The most demanding part of the project on Varikkotie will be the groundwater trough that will be built from the slab bridge all the way to the Ratasmyllyntie intersection. Karvonen says this sums up the challenging nature of the project: the old methods used in the construction of the metro line mean that exceptional solutions are now needed.
“The slab bridge built due to the soft soil is very low. Nevertheless, we have to build the Jokeri Light Rail line underneath it. At the same time, the surface of the groundwater is only one metre underground. We can under no circumstances make that any lower. Otherwise, the wooden piles that support the metro line would dry up, decay and lose their load-bearing capacity. That is why we are building a groundwater trough.”
Silvo notes that the extra load created by the new light rail line cannot be placed on the foundations of the bridge. The consequences could be calamitous.
“In addition to having to build the groundwater trough, we need to consider the load-bearing capacity of the old bridge structures in construction. For example, we cannot have the Jokeri Light Rail line place an additional burden on the foundations of the old feeding track bridge, so we need to build an underground bridge over the concrete pile feet and the pile fields.”
The large construction site also requires a lot of support activities from the environmental perspective. Mustapuro brook, which starts in Kontula and runs through the construction site, is a breeding ground for many species of fish, such as brown trout and pike. That means there are strict compulsory regulations concerning the turbidity of the water.
“Mustapuro brook is a protected and highly regulated construction area. The restrictions on the turbidity of the water went into effect on 15 September, so we had to plan our work in such a way as to finish everything by that date. Thanks to proactive planning, we have been able to maintain the natural conditions for the brown trout while ensuring that the project stays on schedule,” Karvonen explains.
Silvo considers this a typical example of how nature and animal habitats can be respected during infrastructure construction.
“You could say that the start of the brown trout migration and the flood sensitivity were the most important factors in the Mustapuro restoration plan. In the absence of those factors, we may have executed our work slightly differently. As it was, the environment dictated the schedule on behalf of the site managers and planners.
In addition to the local nature, the project has an impact on the local residents. Closed until autumn 2022, Varikkotie may be seen only as a multi-year construction project to many people, but Silvo views things differently.

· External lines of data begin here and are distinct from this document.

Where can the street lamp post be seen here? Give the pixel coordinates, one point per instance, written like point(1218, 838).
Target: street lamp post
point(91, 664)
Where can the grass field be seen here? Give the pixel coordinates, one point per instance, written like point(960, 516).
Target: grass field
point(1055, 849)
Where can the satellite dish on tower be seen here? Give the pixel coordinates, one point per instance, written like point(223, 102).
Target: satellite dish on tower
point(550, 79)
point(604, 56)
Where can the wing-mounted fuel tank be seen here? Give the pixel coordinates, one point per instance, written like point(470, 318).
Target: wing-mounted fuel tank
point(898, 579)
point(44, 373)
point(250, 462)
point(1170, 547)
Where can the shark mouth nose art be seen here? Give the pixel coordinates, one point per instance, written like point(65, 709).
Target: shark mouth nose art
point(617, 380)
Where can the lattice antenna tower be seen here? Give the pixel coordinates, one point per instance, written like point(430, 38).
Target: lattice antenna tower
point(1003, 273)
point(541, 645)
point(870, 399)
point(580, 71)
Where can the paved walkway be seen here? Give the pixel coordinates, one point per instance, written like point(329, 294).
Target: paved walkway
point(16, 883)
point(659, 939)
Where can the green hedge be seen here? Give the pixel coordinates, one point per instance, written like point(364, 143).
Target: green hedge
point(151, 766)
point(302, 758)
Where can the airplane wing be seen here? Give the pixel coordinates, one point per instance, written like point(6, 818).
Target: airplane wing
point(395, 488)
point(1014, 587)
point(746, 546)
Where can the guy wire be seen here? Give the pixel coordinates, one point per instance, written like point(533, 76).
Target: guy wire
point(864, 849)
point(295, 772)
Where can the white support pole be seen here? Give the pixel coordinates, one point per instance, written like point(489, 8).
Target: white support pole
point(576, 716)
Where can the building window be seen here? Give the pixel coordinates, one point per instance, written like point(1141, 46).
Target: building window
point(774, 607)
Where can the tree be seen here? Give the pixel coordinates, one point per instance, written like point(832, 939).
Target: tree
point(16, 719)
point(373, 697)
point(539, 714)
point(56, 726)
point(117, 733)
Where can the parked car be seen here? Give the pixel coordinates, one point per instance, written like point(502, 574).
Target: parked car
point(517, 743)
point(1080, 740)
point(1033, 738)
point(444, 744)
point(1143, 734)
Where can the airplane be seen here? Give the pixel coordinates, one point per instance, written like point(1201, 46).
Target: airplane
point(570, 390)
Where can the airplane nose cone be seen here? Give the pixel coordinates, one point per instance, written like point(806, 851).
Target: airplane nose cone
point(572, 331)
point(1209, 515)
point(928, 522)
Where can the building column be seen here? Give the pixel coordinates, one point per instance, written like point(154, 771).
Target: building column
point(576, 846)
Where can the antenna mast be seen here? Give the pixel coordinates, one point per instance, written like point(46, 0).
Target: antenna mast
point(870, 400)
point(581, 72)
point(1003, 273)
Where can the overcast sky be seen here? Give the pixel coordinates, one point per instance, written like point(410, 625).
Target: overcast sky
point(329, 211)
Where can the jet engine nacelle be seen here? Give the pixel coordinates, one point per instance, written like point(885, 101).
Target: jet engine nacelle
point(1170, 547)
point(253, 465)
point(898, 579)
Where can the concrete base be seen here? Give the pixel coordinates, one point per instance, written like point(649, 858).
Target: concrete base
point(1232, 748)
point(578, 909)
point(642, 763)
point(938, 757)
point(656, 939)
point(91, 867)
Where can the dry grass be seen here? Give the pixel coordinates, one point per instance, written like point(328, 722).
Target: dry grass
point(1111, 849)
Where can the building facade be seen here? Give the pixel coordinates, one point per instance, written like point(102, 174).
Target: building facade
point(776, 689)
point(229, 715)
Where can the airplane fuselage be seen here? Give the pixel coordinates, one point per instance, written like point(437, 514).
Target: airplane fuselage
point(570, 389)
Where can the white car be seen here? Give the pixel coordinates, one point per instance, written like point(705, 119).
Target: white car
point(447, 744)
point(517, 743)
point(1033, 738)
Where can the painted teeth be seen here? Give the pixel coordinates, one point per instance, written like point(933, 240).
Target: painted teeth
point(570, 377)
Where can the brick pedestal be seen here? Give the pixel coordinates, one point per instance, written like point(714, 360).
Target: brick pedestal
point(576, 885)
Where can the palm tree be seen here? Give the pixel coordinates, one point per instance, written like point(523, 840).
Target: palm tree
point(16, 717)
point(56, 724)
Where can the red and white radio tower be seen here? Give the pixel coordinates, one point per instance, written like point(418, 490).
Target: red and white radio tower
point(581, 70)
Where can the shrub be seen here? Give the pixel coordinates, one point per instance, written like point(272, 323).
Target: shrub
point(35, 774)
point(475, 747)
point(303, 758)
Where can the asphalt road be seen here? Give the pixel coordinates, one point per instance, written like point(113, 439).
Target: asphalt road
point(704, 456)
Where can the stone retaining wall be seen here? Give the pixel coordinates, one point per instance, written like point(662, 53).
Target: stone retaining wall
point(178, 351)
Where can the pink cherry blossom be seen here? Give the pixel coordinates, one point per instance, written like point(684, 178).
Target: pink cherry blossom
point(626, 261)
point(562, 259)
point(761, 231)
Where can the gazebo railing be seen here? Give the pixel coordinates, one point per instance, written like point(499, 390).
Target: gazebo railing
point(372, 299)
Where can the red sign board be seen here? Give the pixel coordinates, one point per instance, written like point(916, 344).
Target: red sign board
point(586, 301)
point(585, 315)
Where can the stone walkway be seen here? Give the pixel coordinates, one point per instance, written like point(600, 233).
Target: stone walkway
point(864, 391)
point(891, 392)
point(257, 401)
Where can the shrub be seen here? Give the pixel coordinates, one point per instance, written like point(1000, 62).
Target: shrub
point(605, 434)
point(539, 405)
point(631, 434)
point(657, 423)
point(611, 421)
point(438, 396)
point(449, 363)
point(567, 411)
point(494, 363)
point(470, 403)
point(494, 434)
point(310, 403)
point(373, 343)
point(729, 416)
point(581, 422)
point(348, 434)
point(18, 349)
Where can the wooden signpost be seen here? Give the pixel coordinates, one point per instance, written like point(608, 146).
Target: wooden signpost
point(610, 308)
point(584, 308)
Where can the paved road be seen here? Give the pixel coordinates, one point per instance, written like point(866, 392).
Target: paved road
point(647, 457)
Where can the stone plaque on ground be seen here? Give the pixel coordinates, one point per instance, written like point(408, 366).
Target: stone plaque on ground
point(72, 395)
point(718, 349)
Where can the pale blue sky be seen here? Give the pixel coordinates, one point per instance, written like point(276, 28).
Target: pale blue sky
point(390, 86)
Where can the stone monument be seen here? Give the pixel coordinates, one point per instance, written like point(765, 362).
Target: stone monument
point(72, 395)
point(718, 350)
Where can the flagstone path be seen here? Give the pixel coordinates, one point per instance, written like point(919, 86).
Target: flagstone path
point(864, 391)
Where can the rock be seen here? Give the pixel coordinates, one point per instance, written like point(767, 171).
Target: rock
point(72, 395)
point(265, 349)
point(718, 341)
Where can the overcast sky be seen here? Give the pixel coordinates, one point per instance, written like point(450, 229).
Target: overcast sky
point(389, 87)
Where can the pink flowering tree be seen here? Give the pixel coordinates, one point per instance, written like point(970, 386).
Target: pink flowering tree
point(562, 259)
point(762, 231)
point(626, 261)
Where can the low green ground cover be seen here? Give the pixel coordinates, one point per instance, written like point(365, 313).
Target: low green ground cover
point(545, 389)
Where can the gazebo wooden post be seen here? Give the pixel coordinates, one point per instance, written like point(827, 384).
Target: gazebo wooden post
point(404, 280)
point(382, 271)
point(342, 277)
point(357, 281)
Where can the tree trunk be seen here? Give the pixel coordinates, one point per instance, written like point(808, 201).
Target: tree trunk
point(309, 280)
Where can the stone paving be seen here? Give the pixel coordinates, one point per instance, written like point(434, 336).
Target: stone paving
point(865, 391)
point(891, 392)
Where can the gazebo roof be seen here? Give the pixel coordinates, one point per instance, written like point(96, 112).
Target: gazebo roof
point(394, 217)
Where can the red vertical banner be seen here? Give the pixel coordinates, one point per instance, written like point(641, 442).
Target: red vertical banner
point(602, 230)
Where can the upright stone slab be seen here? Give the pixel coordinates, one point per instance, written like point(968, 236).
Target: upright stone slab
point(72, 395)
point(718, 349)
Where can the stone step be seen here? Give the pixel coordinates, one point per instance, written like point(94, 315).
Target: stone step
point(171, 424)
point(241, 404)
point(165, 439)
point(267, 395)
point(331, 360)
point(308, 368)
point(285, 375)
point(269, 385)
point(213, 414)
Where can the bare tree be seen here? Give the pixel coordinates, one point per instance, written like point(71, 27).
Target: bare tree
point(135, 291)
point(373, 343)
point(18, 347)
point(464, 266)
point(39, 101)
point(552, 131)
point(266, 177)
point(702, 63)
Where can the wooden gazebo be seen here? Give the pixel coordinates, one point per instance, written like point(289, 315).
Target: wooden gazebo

“When you are working on something of this magnitude, you have to keep in mind all of the positive outcomes of the project. While the majority of what we do will only become visible years from now, we can make it understandable to the local residents now. We openly communicate the various work phases, take the local residents into consideration and guide those who use these roads. We want our work to be in the best interest of the city’s residents.”
Started 6/2019, to be completed 9/2022
50 people work on Varikkotie
Approximately 25 machines are used in the area, including excavators, wheel loaders, stabilisation machines, impact pile driving machines, bored pile driving machines, lorries and cranes.